Over time, regular cocaine use and subsequent addiction can have a detrimental impact on your physical and mental health as well as your quality of life. 
As cocaine is an illegal substance, possession and use can result in a large fine and/or a prison sentence which can make it more difficult to find employment in specific fields and even travel to certain countries.
While you may currently view your cocaine use as merely social in nature, it can impact your lifestyle and quality of life for years to come.
Long-term risks of cocaine addiction include:
- Higher chance of suffering from a heart attack, blood clot or stroke
- Loss of smell
- Damage to the structure of the nose
- Respiratory problems when cocaine is smoked
- Increased risk of brain damage
- Memory loss
- Kidney and liver damage
- Financial problems including fines and debt to family or loan companies
- Strained relationships with family, friends and colleagues
- Loss of employment
- Legal problems including arrest and imprisonment
- Increased risk of suicidal thoughts and ideation
- Increased chances of contracting an infectious disease such as HIV or hepatitis when cocaine is regularly injected
Remember that it’s never too late to seek treatment for cocaine addiction, no matter how long you have been struggling.
Do I have a cocaine addiction?
If you use cocaine on a regular basis and have started to notice an increased tolerance and more frequent cravings, you may be concerned that you have developed a physical or psychological addiction to this substance.
If you relate to some of the following statements, you may be dealing with a cocaine addiction and should seek professional guidance and support in order to begin your recovery.

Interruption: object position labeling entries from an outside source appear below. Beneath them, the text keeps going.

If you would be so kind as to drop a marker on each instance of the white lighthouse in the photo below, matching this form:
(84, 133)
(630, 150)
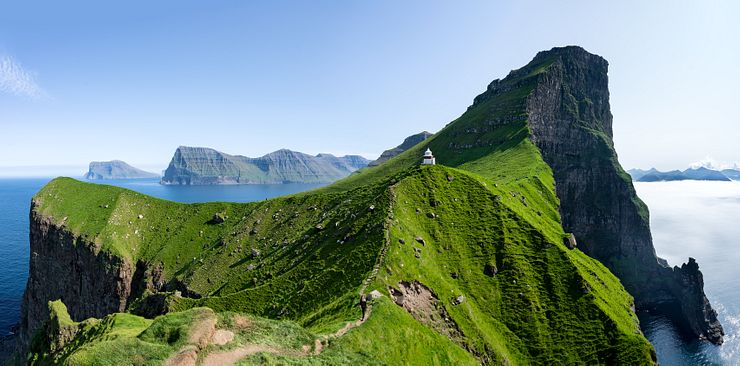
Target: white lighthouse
(428, 158)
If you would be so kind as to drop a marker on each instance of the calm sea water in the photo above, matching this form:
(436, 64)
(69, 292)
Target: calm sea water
(698, 219)
(701, 220)
(15, 200)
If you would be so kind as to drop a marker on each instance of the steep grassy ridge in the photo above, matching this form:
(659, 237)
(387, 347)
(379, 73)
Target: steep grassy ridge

Some questions to ask include:
- I have experienced negative consequences due to my cocaine use but I continue to take it
- I have attempted to reduce or completely stop my cocaine use but have been unable to
- Other people have raised concerns with me about my cocaine use
- I spend a large amount of time thinking about, obtained, using and recovering from cocaine
- I experience withdrawal symptoms when I stop taking cocaine
- I would prefer to not attend events or occasions where I will not be able to take cocaine
- I no longer have interest activities or hobbies that were once important to me
- I neglect my responsibilities at work, home or school
- I am dishonest and secretive about my cocaine use
- I need to take larger amounts of cocaine on a more frequent basis in order to experience the same effects
- I attempt to avoid the withdrawal effects of cocaine by combining it with other substances or simply by continuing to take more
There is no shame in struggling with cocaine addiction – many of our team have been in your shoes and know exactly how it feels to be addicted to cocaine and other substances.